Between 1991 and 2010, the homicide rate in the United States fell 51 percent, from 9.8 per 100,000 residents to 4.8 per 100,000. Property crimes such as burglary also fell sharply during that period; auto theft, once the bane of urban life, dropped an astonishing 64 percent. And FBI data released Dec. 19 show that the trends continued in the first half of 2011. With luck, the United States could soon equal its lowest homicide rate of the modern era: 4.0 per 100,000, recorded in 1957.The reasons for this decline are obscure and we may never fully understand them. Economics does not seem to explain it: the decline continued in good economic years and bad, not in any way connected to the unemployment rate or GDP growth. The decline corresponds to the "war on crime" and the great increase in imprisonment, which peaked in 2008 with 1.4 million American behind bars.
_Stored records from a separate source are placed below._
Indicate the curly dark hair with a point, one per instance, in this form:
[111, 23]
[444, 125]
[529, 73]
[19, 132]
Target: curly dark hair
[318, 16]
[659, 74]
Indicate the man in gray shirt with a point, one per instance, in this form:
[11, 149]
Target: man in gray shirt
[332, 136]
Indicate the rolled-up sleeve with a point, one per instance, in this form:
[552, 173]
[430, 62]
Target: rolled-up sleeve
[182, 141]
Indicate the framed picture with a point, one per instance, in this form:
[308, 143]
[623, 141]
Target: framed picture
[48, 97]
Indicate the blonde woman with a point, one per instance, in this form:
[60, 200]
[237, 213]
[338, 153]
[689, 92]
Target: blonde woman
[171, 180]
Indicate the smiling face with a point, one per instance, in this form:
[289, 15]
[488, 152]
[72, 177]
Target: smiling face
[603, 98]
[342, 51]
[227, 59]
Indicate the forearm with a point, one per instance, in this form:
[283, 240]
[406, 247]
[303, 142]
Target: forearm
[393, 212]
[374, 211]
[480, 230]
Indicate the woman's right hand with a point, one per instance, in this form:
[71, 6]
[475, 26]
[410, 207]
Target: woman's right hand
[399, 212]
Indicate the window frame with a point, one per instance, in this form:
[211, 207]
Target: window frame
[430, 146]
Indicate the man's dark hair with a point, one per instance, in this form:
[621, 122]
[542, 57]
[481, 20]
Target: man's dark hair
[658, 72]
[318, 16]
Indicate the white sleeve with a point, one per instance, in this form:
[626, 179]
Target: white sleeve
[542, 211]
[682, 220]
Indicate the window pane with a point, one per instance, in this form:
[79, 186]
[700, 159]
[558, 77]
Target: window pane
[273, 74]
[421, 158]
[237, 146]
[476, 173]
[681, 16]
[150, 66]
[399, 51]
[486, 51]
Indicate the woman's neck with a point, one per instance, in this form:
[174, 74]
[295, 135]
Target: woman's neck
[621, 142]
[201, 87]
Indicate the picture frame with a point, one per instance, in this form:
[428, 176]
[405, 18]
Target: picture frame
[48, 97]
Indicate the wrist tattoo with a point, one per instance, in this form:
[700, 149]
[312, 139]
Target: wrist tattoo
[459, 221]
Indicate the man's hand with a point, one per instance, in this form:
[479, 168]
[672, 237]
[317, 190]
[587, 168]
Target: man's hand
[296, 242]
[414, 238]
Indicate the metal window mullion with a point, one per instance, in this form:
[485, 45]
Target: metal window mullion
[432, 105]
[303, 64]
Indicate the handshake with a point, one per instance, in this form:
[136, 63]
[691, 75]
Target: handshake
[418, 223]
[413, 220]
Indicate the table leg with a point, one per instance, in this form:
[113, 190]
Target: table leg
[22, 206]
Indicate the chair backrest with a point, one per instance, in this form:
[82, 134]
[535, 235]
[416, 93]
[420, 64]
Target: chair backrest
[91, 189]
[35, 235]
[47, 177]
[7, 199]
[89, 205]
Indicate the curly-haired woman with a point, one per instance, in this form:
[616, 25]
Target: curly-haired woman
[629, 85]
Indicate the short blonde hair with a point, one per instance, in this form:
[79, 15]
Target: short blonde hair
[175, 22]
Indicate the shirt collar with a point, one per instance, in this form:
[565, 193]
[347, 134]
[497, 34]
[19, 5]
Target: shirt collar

The number crunchers say, though, that incarceration can't be the whole story, and anyway for the last two years the prison population has been shrinking. The aging population is a factor, but only a minor one. Other explanations abound: the cleanup of lead, legal abortion, violent video games, changes in the drug trade. It may be the process got started in some nearly random way and then became self-sustaining, as expectations of safety grew among both gang kids and civilians.
However it happened, it certainly is good news, especially for young men and people who live in big cities. And it has gone on long enough to finally penetrate the minds of Americans, who continued to insist all through the 90s that crime was still going up. Today the number of people who fear walking alone at night near their homes is down, and crime has nearly dropped off the political radar:
In August 1994, 52 percent of Americans told Gallup that crime was the most important issue facing the country; in November 2011, only 1 percent gave that answer.